Abstract

Living cells actively migrate in their environment to perform key biological functions—from unicellular organisms looking for food to single cells such as fibroblasts, leukocytes or cancer cells that can shape, patrol or invade tissues. Cell migration results from complex intracellular processes that enable cell self-propulsion, and has been shown to also integrate various chemical or physical extracellular signals. While it is established that cells can modify their environment by depositing biochemical signals or mechanically remodelling the extracellular matrix, the impact of such self-induced environmental perturbations on cell trajectories at various scales remains unexplored. Here, we show that cells can retrieve their path: by confining motile cells on 1D and 2D micropatterned surfaces, we demonstrate that they leave long-lived physicochemical footprints along their way, which determine their future path. On this basis, we argue that cell trajectories belong to the general class of self-interacting random walks, and show that self-interactions can rule large scale exploration by inducing long-lived ageing, subdiffusion and anomalous first-passage statistics. Altogether, our joint experimental and theoretical approach points to a generic coupling between motile cells and their environment, which endows cells with a spatial memory of their path and can dramatically change their space exploration.

Highlights

  • Cell migration is essential for fundamental phases of development and adult life, including embryogenesis, wound healing, and inflammatory responses[1]; it generically results from the active dynamics of its intracellular components—most prominently the cytoskeleton—which generate propulsion forces and determine the cell front-rear polarity[2,3]

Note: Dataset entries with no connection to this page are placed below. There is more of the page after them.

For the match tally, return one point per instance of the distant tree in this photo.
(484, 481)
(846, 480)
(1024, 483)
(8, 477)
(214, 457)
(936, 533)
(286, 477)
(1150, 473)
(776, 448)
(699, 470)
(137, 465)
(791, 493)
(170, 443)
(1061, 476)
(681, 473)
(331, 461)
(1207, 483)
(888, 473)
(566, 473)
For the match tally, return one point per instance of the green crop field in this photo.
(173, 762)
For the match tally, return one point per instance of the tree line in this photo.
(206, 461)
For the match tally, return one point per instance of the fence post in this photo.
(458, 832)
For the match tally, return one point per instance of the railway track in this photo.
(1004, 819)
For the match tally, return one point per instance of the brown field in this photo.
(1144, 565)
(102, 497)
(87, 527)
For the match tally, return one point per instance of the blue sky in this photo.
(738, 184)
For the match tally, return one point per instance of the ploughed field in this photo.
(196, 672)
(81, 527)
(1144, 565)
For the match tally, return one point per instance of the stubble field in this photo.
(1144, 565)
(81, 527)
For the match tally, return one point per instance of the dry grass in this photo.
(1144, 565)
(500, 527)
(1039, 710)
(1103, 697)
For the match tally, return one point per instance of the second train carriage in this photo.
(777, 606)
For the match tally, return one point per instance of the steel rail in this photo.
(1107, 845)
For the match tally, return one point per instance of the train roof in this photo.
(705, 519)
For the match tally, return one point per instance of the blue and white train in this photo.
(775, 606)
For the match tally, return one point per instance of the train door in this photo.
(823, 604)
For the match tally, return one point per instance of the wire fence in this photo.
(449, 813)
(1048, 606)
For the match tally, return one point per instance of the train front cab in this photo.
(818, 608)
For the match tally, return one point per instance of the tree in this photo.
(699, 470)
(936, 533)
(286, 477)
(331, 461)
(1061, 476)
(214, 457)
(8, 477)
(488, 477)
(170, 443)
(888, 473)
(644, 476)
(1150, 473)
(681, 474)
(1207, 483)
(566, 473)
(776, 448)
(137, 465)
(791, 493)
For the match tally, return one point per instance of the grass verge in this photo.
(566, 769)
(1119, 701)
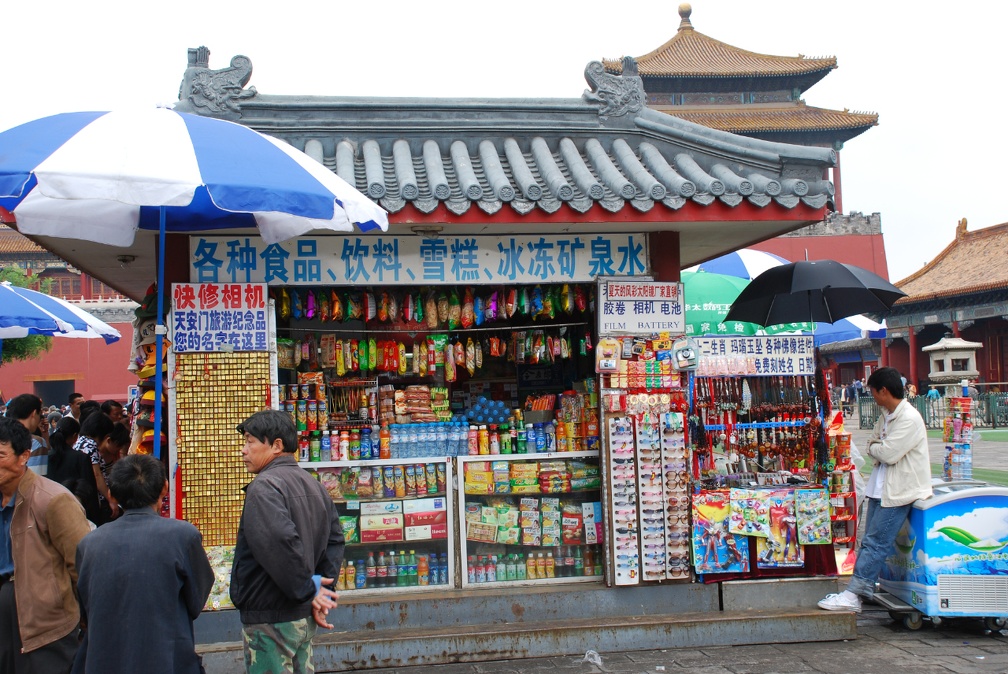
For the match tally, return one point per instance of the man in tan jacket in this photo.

  • Both observed behaviours were approximately distributed over the cell population, whereas behaviours that did not fall in these two classes – akin to persistent random motion – remained negligible. These observations were qualitatively unchanged upon varying the width of the track over a range comparable to a single cell size, W = 10, 20, 50 μm (Fig. 1h and Supplementary Fig. 1a–c) and were recovered with cells that were not treated with mitomycin C, in the latter case cells had to be tracked for shorter times (Supplementary Fig. 13)

  • Long-term consequences of spatial memory. We show both theoretically and experimentally that the reported interaction of cells with their footprint, which endows cells with a memory of their path, has important consequences on space exploration properties of cell trajectories. (i) First, the time dependent increments defined by I(T, t) ≡ 〈[x(t + T) − x(T)]2〉, which quantify the spreading speed of trajectories, are found to depend on the measurement time T at all time scales, ie to display ageing, in both 1D and 2D set-ups and in agreement with the 1D persistent self-attracting walk (PSATW) model and the 2D Self-Attracting Walk (SATW) model (Fig. 4a, b, d, e—note that cell to cell variability and fluctuations of cell speed were taken into account in the numerical simulations of the 1D PSATW model, see SI)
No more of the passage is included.